CHAIR: Order, please!

I remind the hon. Member for Signal Hill-Quidi Vidi that his time for speaking has expired.

MR. HARRIS: By leave for a moment, Mr. Chair?

CHAIR: Does the hon. member have leave?

AN HON. MEMBER: By leave.

CHAIR: The hon. member, by leave.

MR. HARRIS: I did want to make those few points, Mr. Chairman, and I hope that the Member for Terra Nova is now less confused than he was when I started. If he is still confused, then I invite him to meet me later on and I will try to explain it to him further.

Thank you very much, Mr. Chairman.

CHAIR: Order, please!

The hon. the Government House Leader.

MR. E. BYRNE: Thank you, Mr. Chair.

I move that the Committee rise, report progress and ask leave to sit again.

CHAIR: The motion is that the Committee rise, report progress and ask leave to sit again.

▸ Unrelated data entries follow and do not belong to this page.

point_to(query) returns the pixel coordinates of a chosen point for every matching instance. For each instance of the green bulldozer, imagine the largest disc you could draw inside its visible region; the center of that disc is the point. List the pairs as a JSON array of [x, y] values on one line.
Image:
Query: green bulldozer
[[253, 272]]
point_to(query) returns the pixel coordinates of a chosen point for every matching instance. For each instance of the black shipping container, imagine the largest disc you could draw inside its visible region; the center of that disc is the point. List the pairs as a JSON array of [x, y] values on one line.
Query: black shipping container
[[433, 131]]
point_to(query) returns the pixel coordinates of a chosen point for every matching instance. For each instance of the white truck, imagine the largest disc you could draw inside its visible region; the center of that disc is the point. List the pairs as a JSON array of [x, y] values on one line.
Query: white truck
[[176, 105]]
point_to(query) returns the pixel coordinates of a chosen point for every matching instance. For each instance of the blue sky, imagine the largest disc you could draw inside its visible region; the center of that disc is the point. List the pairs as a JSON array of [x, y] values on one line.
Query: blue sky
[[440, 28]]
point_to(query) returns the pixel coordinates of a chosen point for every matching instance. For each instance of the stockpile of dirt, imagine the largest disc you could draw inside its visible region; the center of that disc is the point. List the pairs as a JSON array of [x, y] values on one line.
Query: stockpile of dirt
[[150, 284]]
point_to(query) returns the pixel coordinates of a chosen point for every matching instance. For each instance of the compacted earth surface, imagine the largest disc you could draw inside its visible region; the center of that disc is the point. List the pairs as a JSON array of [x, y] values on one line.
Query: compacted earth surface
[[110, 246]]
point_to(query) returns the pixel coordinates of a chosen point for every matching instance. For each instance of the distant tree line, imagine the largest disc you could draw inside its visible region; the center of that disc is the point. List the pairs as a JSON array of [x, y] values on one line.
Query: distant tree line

All those in favour, ‘aye'.

SOME HON. MEMBERS: Aye.

CHAIR: All those against, ‘nay'.

Carried.

On motion, that the Committee rise, report progress and ask leave to sit again, Mr. Speaker returned to the Chair.

MR. SPEAKER (Hodder): Order, please!

The hon. the Member for Bonavista South and Deputy Speaker.

MR. FITZGERALD: Thank you, Mr. Speaker.

Mr. Speaker, the Committee of Supply have directed me to report progress and ask leave to sit again.

MR. SPEAKER: The Chairperson of the Committee of the Whole reports that the Committee have considered the matters to them referred, have directed him to report progress and ask leave to sit again.

When shall the Committee have leave to sit again?

MR. E. BYRNE: On tomorrow.

MR. SPEAKER: On tomorrow.

On motion, report received and adopted. Committee ordered to sit again on tomorrow.

MR. SPEAKER: The hon. the Government House Leader.

MR. E. BYRNE: Thank you, Mr. Speaker.

This basically concludes the first week, I guess.

I do now move that the House adjourn and return on Monday, March 27, at 1:30 p.m.

MR. SPEAKER: It is moved that this House do now adjourn until Monday, March 27, at 1:30 p.m.

All those in favour, ‘aye'.

SOME HON. MEMBERS: Aye.

MR. SPEAKER: All those against, ‘nay'.

Carried.

This House is now adjourned until Monday, March 27, at 1:30 p.m.

On motion, the House at its rising adjourned until tomorrow, Monday, at 1:30 p.m.